Kenya’s healthcare system is facing a mounting crisis that threatens to cripple both public and private medical services nationwide. Widespread job losses, donor funding withdrawals, and a government insurance overhaul beset by delays have created a perfect storm, leaving hundreds of thousands of Kenyans without access to reliable healthcare and the sector’s workers demanding urgent action.
According to a new report by the Rural and Urban Private Hospitals Association of Kenya (RUPHA), 82% of private and faith-based health facilities have scaled down operations due to increasing financial unsustainability.
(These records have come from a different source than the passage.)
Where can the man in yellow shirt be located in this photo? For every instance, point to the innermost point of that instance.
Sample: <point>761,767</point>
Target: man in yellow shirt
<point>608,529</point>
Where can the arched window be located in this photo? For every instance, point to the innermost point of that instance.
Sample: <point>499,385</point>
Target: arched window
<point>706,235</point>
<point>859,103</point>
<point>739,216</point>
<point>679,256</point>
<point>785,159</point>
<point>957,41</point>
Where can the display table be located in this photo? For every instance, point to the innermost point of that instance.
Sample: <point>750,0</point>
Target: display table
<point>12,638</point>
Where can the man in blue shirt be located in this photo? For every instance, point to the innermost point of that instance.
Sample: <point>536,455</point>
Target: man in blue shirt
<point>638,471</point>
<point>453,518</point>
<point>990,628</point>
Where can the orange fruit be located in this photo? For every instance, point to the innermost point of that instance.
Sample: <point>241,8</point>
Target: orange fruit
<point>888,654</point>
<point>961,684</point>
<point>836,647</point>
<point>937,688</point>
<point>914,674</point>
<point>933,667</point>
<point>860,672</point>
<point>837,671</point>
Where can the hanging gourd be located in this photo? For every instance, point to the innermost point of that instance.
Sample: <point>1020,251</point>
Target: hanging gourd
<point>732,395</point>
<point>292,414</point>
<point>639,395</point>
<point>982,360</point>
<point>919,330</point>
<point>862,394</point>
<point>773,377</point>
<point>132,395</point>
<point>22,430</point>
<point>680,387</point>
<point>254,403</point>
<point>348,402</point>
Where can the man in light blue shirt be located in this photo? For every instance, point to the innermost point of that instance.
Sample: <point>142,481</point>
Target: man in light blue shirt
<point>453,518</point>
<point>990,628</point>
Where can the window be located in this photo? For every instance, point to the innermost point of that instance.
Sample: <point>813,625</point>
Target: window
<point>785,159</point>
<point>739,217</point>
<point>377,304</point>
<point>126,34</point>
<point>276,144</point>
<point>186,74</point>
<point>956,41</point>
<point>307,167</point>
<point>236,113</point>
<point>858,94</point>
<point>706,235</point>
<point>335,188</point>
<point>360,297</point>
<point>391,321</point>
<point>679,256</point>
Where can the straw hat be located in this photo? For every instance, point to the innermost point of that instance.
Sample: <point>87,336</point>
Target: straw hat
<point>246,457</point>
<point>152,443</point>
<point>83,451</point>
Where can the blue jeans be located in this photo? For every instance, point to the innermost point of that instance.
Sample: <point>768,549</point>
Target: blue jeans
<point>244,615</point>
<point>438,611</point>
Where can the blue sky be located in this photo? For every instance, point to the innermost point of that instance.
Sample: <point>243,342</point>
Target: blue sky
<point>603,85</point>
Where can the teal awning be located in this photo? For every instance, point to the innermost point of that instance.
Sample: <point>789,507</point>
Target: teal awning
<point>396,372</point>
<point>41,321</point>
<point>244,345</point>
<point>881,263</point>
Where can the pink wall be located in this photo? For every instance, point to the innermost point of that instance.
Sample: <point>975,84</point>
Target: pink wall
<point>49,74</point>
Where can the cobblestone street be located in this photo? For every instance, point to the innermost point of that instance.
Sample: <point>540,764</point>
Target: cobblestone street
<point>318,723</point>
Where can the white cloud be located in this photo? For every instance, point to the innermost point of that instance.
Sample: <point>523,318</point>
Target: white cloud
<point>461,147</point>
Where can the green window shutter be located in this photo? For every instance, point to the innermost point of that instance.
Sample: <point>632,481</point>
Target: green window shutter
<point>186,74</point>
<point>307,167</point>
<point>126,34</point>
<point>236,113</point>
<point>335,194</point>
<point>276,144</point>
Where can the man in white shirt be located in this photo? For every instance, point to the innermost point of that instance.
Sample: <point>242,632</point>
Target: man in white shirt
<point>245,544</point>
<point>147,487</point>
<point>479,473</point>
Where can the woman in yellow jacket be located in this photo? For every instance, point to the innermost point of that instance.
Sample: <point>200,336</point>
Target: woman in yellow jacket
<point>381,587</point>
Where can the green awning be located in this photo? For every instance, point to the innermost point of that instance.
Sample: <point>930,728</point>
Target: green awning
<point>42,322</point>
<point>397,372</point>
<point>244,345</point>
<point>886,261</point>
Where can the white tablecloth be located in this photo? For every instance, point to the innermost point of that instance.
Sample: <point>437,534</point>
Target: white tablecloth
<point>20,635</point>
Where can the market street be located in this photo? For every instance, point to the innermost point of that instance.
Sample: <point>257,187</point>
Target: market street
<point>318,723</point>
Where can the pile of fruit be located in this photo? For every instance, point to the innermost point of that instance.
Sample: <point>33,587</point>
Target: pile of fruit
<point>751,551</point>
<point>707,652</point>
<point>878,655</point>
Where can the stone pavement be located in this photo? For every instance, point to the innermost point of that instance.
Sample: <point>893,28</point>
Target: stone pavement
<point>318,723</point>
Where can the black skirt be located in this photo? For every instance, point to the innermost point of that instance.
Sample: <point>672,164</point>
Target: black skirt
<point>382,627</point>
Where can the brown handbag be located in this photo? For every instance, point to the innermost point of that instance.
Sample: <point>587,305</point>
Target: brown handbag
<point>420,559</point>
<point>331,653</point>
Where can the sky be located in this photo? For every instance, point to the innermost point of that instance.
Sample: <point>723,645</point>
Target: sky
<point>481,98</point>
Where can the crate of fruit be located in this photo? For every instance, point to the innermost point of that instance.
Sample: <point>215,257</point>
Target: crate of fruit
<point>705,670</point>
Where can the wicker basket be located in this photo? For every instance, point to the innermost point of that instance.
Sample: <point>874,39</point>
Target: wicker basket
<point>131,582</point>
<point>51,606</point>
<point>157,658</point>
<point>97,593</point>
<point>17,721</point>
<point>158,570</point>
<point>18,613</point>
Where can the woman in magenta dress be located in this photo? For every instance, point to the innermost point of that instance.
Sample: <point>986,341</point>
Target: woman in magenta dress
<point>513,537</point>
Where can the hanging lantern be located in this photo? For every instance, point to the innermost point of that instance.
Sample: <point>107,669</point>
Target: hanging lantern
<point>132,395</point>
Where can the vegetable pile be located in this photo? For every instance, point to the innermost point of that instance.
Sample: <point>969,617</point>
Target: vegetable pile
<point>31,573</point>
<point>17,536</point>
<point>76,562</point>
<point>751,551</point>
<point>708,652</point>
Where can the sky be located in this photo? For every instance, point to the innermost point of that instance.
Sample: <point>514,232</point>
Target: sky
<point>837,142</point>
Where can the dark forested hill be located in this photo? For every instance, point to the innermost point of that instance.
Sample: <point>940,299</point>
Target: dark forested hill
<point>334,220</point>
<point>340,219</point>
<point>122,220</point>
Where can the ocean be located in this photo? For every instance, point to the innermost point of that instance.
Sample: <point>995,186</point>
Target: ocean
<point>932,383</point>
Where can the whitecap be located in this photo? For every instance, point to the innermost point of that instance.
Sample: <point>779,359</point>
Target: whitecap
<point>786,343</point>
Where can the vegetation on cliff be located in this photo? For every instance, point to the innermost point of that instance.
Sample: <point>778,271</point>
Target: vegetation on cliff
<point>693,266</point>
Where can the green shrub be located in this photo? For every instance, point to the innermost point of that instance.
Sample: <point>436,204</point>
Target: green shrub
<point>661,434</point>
The core causes include delayed reimbursements by the government, ballooning statutory obligations, and restrictive regulatory frameworks. In response, health providers have undertaken sweeping cost-cutting measures, including staff reductions across all levels. The fallout has been staggering: 66% of nurses, 56% of clinical officers, and 41% of laboratory personnel have reportedly been laid off, with some facilities now operating with skeletal teams or temporary hires to stay afloat.
But the ripple effect goes beyond the loss of jobs. One of the most alarming consequences has been the suspension of healthcare services for essential public servants, including over 450,000 teachers and 150,000 police officers. This follows more than KSh1.2 billion in unpaid claims owed by Medical Administrators Kenya Limited (MAKL), the firm tasked with administering the civil service medical scheme. Hospitals, citing untenable arrears, have halted services to these insured groups, effectively stripping a vast segment of the population of their medical cover and placing additional strain on public health institutions.
The crisis has deepened with the recent decision by the United States Agency for International Development (USAID) to suspend foreign aid to health programs in Kenya. The move has led to mass retrenchments and the downsizing of key health programs, particularly HIV/AIDS treatment and prevention services that rely heavily on donor support. Thousands of healthcare workers previously funded under these programs now face uncertain futures, while the patients they served confront disruptions to life-saving treatment.
Compounding the problem is the Kenyan government’s transition from the National Hospital Insurance Fund (NHIF) to the newly established Social Health Authority (SHA), a reform aimed at expanding universal health coverage. However, the transition has been anything but smooth. Bureaucratic delays, implementation hiccups, and incomplete funding mechanisms have left patients confused and uncovered, further destabilizing an already fragile sector.
In a move that has sparked widespread concern, the Ministry of Health’s budget for the 2024-25 fiscal year was slashed by more than KSh11 billion. Health experts warn that these reductions, coming at a time of elevated pressure on hospitals and staff, could paralyze the sector altogether if not urgently reversed. The situation is particularly dire for patients with chronic illnesses, including those living with sickle cell disease, cancer, and diabetes, whose treatment continuity depends on consistent funding and access to care.
Health workers’ unions, professional associations, and civil society voices are now calling for a coordinated emergency response. Their demands include the immediate clearance of outstanding payments to health providers, reinstatement of donor-funded programs, recruitment of displaced health personnel, and the accelerated rollout of the Social Health Authority with full budgetary support.
“We won’t be dumped,” one Nairobi-based nurse said during a protest last week. “We stood by the country during the pandemic. Now we’re being abandoned.”
For now, Kenya’s health sector hangs in the balance, its workers demoralized, its institutions underfunded, and its citizens left increasingly vulnerable in the face of a preventable catastrophe. The government’s next steps could determine whether the system bends or ultimately breaks.